Broadcom will demonstrate silicon that can use the next-generation coaxial home networking standard, with a real-world speed of 400M bps, at the International Consumer Electronics Show next week.
The MoCA 2.0 standard from the Multimedia over Coax Alliance was completed in June 2010, and the group expects to begin certifying products under the standard this year. It doubles speed from the first version of the standard, which many carriers use in setting up networks within their subscribers’ homes. MoCA estimates the technology is used in at least 10 million U.S. households.
MoCA is designed as a high-speed backbone for home networks, utilizing the existing coaxial cable commonly used for cable TV. It can link other types of networks, such as Wi-Fi routers, located around the home.
Broadcom announced a portfolio of six SoC (system on a chip) products equipped for MoCA 2.0 on Wednesday and plans to demonstrate them at CES. The offerings for consumer electronics makers, based on the company’s Zephyr CPU, include silicon for a variety of set-top boxes and home gateways. Those include a set-top box with a multi-room high-definition digital video recorder, as well as a set-top box with dual HD decoding and dual transcoding for transmitting video broadcast content wirelessly to multiple devices.
The company’s MoCA 2.0 products are already shipping to manufacturers in sample quantities, so consumer products based on them might go on sale within a year or less, said Stephen Palm, Broadcom’s senior technical director.
In its base mode, MoCA 2.0’s real-world speed of 400M bps is more than twice that of the standard’s previous speed of 175M bps. In addition to higher speed, MOCA 2.0 adds a low-power sleep capability and a wake-on-LAN mode to automatically start up a dormant device, so it’s more energy efficient, Palm said. The standard also incorporates more security capabilities, especially to protect content delivered by service providers.
Also on Wednesday, Broadcom is announcing a range of SoC platforms for hybrid media players. These players are designed to deliver both Internet-based OTT (over-the-top) video and traditional broadcast, cable and satellite programming to new and existing TVs. They offer the potential to turn nearly 2 million conventional TVs into “smart TVs” with Internet capabilities, according to Broadcom.
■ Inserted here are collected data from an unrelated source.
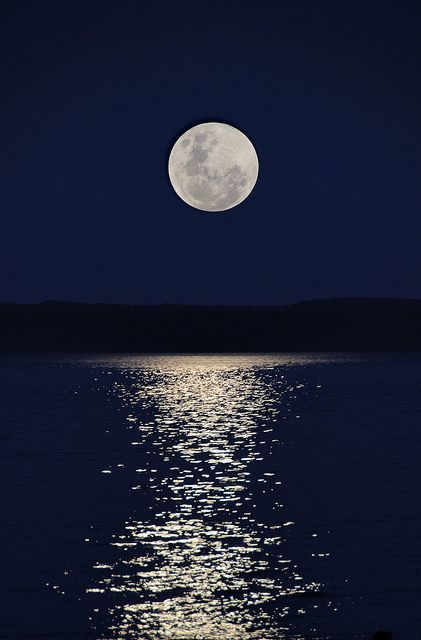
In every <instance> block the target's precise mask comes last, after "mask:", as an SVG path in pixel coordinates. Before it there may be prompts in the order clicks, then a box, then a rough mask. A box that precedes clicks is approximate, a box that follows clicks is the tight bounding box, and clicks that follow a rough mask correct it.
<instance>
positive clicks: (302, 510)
mask: <svg viewBox="0 0 421 640" xmlns="http://www.w3.org/2000/svg"><path fill="white" fill-rule="evenodd" d="M420 453H421V356H420V355H418V356H417V355H408V354H406V355H405V354H396V355H390V354H389V355H388V354H381V355H374V356H373V355H364V354H363V355H349V354H338V355H331V354H316V355H313V354H307V355H302V354H300V355H297V354H289V355H283V354H267V355H257V354H256V355H235V354H233V355H220V354H215V355H142V356H137V355H133V356H130V355H129V356H121V355H110V356H89V355H86V356H49V357H35V356H27V357H25V356H8V357H5V356H3V357H2V358H1V359H0V482H1V485H0V486H1V493H0V495H1V498H0V500H1V504H0V506H1V509H0V517H1V522H0V525H1V526H0V545H1V546H0V553H1V555H0V562H1V564H0V589H1V594H0V610H1V615H0V637H1V638H10V639H12V638H13V639H17V640H22V639H24V638H50V639H55V638H57V639H67V638H69V639H85V638H86V639H95V640H120V639H121V640H123V639H124V640H125V639H136V640H199V639H200V640H310V639H311V640H317V639H323V640H328V639H332V640H333V639H338V640H345V639H357V638H358V639H360V638H361V639H363V638H367V639H368V638H370V637H371V634H372V633H373V632H374V631H376V630H377V629H379V628H384V629H388V630H390V631H392V632H393V634H394V638H395V639H396V640H404V639H405V640H407V639H409V638H418V637H419V633H420V629H421V607H420V600H421V571H420V569H421V507H420V504H421V465H420Z"/></svg>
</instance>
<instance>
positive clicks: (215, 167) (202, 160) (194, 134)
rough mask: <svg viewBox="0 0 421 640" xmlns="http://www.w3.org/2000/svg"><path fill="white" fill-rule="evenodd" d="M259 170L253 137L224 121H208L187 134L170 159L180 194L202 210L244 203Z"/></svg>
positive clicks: (180, 137) (195, 207)
mask: <svg viewBox="0 0 421 640" xmlns="http://www.w3.org/2000/svg"><path fill="white" fill-rule="evenodd" d="M258 171H259V162H258V159H257V154H256V151H255V149H254V147H253V145H252V143H251V142H250V140H249V139H248V138H247V136H245V135H244V133H241V131H239V130H238V129H236V128H235V127H231V126H230V125H228V124H224V123H222V122H204V123H202V124H199V125H197V126H195V127H192V128H191V129H189V130H188V131H186V132H185V133H183V135H182V136H181V137H180V138H179V139H178V140H177V142H176V143H175V145H174V146H173V148H172V151H171V153H170V158H169V162H168V173H169V176H170V180H171V184H172V186H173V187H174V189H175V191H176V193H177V194H178V195H179V196H180V198H181V199H182V200H184V202H187V204H189V205H190V206H192V207H195V208H196V209H201V210H202V211H226V210H227V209H232V207H235V206H237V205H238V204H240V202H243V200H245V199H246V198H247V196H248V195H249V194H250V192H251V191H252V189H253V187H254V185H255V184H256V180H257V174H258Z"/></svg>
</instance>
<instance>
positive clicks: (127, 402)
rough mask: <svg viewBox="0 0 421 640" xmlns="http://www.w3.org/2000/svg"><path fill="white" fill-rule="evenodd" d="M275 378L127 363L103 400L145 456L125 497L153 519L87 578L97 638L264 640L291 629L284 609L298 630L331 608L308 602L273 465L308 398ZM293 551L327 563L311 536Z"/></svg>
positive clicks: (306, 582)
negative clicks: (142, 504)
mask: <svg viewBox="0 0 421 640" xmlns="http://www.w3.org/2000/svg"><path fill="white" fill-rule="evenodd" d="M276 365H278V366H279V358H277V361H276V363H275V362H273V361H272V359H271V357H269V356H268V357H266V358H265V357H250V358H248V357H246V356H239V357H226V356H203V357H189V358H186V357H182V356H178V357H173V356H172V357H170V356H168V357H165V356H164V357H151V358H143V359H142V360H141V364H140V366H138V367H136V366H134V365H133V361H130V363H127V364H125V363H124V362H122V363H121V365H120V371H119V376H117V379H116V380H115V381H114V385H113V389H112V392H111V393H112V394H114V395H115V394H116V395H117V396H118V398H119V399H120V401H121V403H122V405H123V412H125V413H126V415H125V420H126V425H127V429H128V433H129V435H130V439H129V440H130V444H131V446H132V447H137V448H138V452H139V466H138V468H136V469H132V474H133V484H132V487H131V491H136V492H138V495H139V501H142V500H148V501H149V502H150V503H151V506H149V517H148V518H146V519H142V520H139V519H136V518H135V517H128V519H127V521H126V522H125V523H124V525H122V528H121V530H120V531H116V532H115V533H114V535H113V536H112V538H111V539H110V540H109V541H108V544H109V545H112V547H113V549H114V556H113V554H111V556H110V555H109V554H108V555H107V558H109V557H114V560H113V561H112V562H111V563H110V561H109V560H108V561H104V560H103V559H102V558H101V557H98V562H97V564H96V565H95V567H94V568H95V569H96V572H97V574H98V579H97V580H96V581H95V583H93V584H91V585H89V587H88V588H87V592H88V593H89V594H92V595H95V597H96V599H97V602H98V603H99V604H98V608H97V609H96V611H97V612H98V611H99V610H101V609H102V611H103V608H104V607H106V608H107V609H108V614H107V617H108V623H107V629H106V630H105V631H104V630H101V628H100V625H99V626H98V632H100V633H101V636H100V637H102V638H109V639H113V640H115V639H118V638H130V637H136V638H142V640H143V639H144V640H162V639H165V638H168V639H180V640H181V639H189V640H190V639H191V640H193V639H196V638H201V639H210V638H213V639H215V640H216V639H218V640H219V639H220V640H222V639H224V640H237V639H238V640H240V639H241V640H254V639H256V640H257V639H260V640H266V639H268V640H269V639H272V638H280V637H282V631H283V630H285V631H286V630H288V629H289V630H291V625H290V620H289V616H290V613H291V610H292V609H293V610H294V616H293V617H294V618H297V617H299V615H300V614H305V613H306V612H307V611H308V609H309V608H310V607H311V608H313V610H314V609H318V608H319V607H320V608H321V607H322V606H324V607H326V606H327V607H331V606H332V603H331V602H330V601H327V600H326V601H324V603H323V605H321V604H320V600H319V599H317V598H316V599H314V598H313V597H312V596H315V597H317V595H318V592H319V589H320V586H321V585H320V584H318V583H317V582H315V581H313V580H312V578H311V576H308V575H302V573H301V571H300V566H299V563H298V562H296V561H295V559H294V527H295V522H293V521H289V520H288V519H286V517H285V516H284V515H283V512H284V505H283V504H282V485H281V482H282V481H281V479H280V478H279V477H278V476H277V475H276V473H275V471H274V470H273V469H272V466H271V456H273V455H274V454H276V453H277V454H278V455H279V448H280V446H281V443H280V442H279V433H280V430H279V428H280V426H281V425H280V422H281V421H282V420H283V419H295V420H298V419H299V416H294V414H293V406H294V402H295V399H296V397H297V395H302V394H305V393H306V388H305V385H304V384H302V383H300V381H291V379H286V378H285V377H284V376H283V375H278V376H277V378H276V380H277V384H276V385H274V384H273V380H274V378H273V375H272V376H271V375H268V374H270V373H271V370H272V369H273V368H274V366H276ZM291 542H292V544H291ZM297 544H299V545H301V546H302V545H303V544H305V545H308V553H309V555H313V556H320V555H322V556H323V555H324V554H318V553H317V551H320V549H316V546H317V536H315V535H314V534H312V532H307V533H306V541H305V542H304V543H303V540H301V541H300V542H299V543H297ZM312 552H313V553H312ZM98 553H99V555H100V552H99V551H98ZM326 555H328V554H326ZM303 596H305V599H302V598H303ZM94 619H95V618H94ZM288 637H291V635H289V636H288ZM296 637H299V636H298V635H297V636H296Z"/></svg>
Manufacturers can use the BCM72xx series of SoC platforms to build players with a variety of capabilities. They include versions that can deliver an on-screen 3-D graphical user interface and guide, videoconferencing, and dual decoding and transcoding for streaming to multiple devices. Integrated with technologies including MoCA, Wi-Fi, HomePlug and Ethernet, the hybrid players based on the BCM72xx series will be able to serve Internet content and apps to different devices around a home, according to Broadcom. The BCM72xx platforms are shipping to manufacturers in sample quantities.
Broadcom is also working with software vendor Myriad Group to drive Android apps to TVs. With the Myriad Alien Vue software platform, service providers can use new and existing Broadcom-based set-top boxes to offer their subscribers Android apps on their TVs, Broadcom said. If the service providers choose to provide that service, they can update some set-top boxes already in subscribers’ homes to make Android Apps available, Broadcom’s Palm said.